More surprising is that these results occur despite some other adverse factors in the rural patient population including older age, lower education level, more intercurrent illness, and much lower income levels. On the other hand, the rural patient group is predominantly White. The strongest key factor affecting OS is surgery as initial therapy (representing curative cases), and this is higher in the rural group also. Other key factors associated with worse outcomes include having stage III disease, nearly as great as having surgery first, being 65 years or older, having government insurance, and race (either Black or White).

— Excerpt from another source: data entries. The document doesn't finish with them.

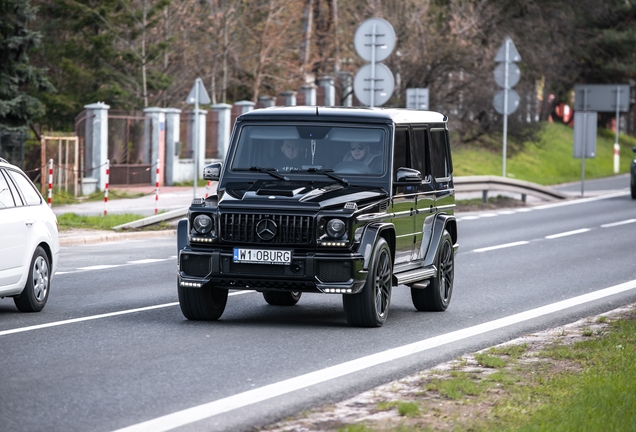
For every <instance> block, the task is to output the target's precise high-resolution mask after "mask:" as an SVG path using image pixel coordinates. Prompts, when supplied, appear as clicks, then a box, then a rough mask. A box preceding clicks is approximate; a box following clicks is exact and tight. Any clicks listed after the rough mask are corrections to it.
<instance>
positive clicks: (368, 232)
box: [358, 223, 395, 270]
mask: <svg viewBox="0 0 636 432" xmlns="http://www.w3.org/2000/svg"><path fill="white" fill-rule="evenodd" d="M380 237H383V238H384V239H385V240H386V242H387V243H388V244H389V249H390V250H391V261H394V260H395V227H394V226H393V224H390V223H372V224H369V225H367V227H366V228H365V229H364V233H363V234H362V238H361V239H360V247H359V248H358V252H360V253H361V254H362V256H363V257H364V263H363V269H364V270H368V269H369V265H370V263H371V254H372V253H373V249H374V247H375V244H376V243H377V241H378V238H380Z"/></svg>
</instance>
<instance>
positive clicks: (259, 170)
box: [234, 166, 289, 181]
mask: <svg viewBox="0 0 636 432" xmlns="http://www.w3.org/2000/svg"><path fill="white" fill-rule="evenodd" d="M234 171H258V172H262V173H265V174H269V175H271V176H272V177H275V178H277V179H279V180H285V181H289V177H285V176H284V175H280V174H278V173H277V172H276V168H261V167H257V166H252V167H249V168H236V169H234Z"/></svg>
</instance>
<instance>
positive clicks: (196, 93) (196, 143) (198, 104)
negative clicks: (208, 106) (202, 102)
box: [192, 78, 199, 198]
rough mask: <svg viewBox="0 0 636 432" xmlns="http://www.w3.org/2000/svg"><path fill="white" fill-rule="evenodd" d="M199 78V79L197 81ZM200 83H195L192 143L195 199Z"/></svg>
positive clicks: (195, 190)
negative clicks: (198, 84) (193, 130)
mask: <svg viewBox="0 0 636 432" xmlns="http://www.w3.org/2000/svg"><path fill="white" fill-rule="evenodd" d="M198 80H199V78H197V81H198ZM198 84H199V83H198V82H195V83H194V86H195V87H196V90H195V91H194V133H193V134H192V138H193V139H194V142H193V143H192V162H194V170H193V171H194V188H193V190H192V193H193V195H194V197H193V198H196V197H197V179H198V177H197V170H198V169H199V160H198V156H199V86H198Z"/></svg>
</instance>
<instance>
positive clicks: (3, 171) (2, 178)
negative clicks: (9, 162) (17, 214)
mask: <svg viewBox="0 0 636 432" xmlns="http://www.w3.org/2000/svg"><path fill="white" fill-rule="evenodd" d="M15 206H16V204H15V201H14V199H13V194H12V193H11V189H10V188H9V183H8V181H7V179H6V178H5V174H4V170H0V209H3V208H7V207H15Z"/></svg>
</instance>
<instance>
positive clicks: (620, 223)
mask: <svg viewBox="0 0 636 432" xmlns="http://www.w3.org/2000/svg"><path fill="white" fill-rule="evenodd" d="M634 222H636V219H627V220H624V221H620V222H614V223H611V224H604V225H601V228H611V227H615V226H619V225H627V224H629V223H634Z"/></svg>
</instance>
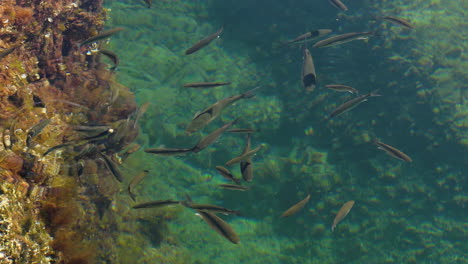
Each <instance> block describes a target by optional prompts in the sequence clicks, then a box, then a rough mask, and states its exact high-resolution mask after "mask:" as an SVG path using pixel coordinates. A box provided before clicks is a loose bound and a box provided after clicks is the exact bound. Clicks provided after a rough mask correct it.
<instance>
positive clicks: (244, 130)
mask: <svg viewBox="0 0 468 264" xmlns="http://www.w3.org/2000/svg"><path fill="white" fill-rule="evenodd" d="M257 131H258V130H257V129H253V128H234V129H229V130H228V131H226V132H229V133H239V134H242V133H247V134H251V133H254V132H257Z"/></svg>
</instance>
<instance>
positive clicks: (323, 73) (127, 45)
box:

The key issue here is access to medical care. Where there is good access to comprehensive care, it does not matter if you are treated in a community center or an academic one. We need to lower these barriers to care everywhere. It will be interesting to see such an analysis with improved access through Medicaid expansion. Maybe some of the problem of poorer outcomes in academic centers comes from the higher private insurance rate, which, for practitioners, puts additional barriers in place through the precertification process every day of our lives. As practitioners, we know how much time we spend on getting approvals for all kinds of testing and treatment, such as PET scans and chemotherapy preapprovals and even obtaining the pain medications patients so desperately need, all of which results in key treatment delays. We must stand for equal and unfettered access to care, be it in a rural or urban setting.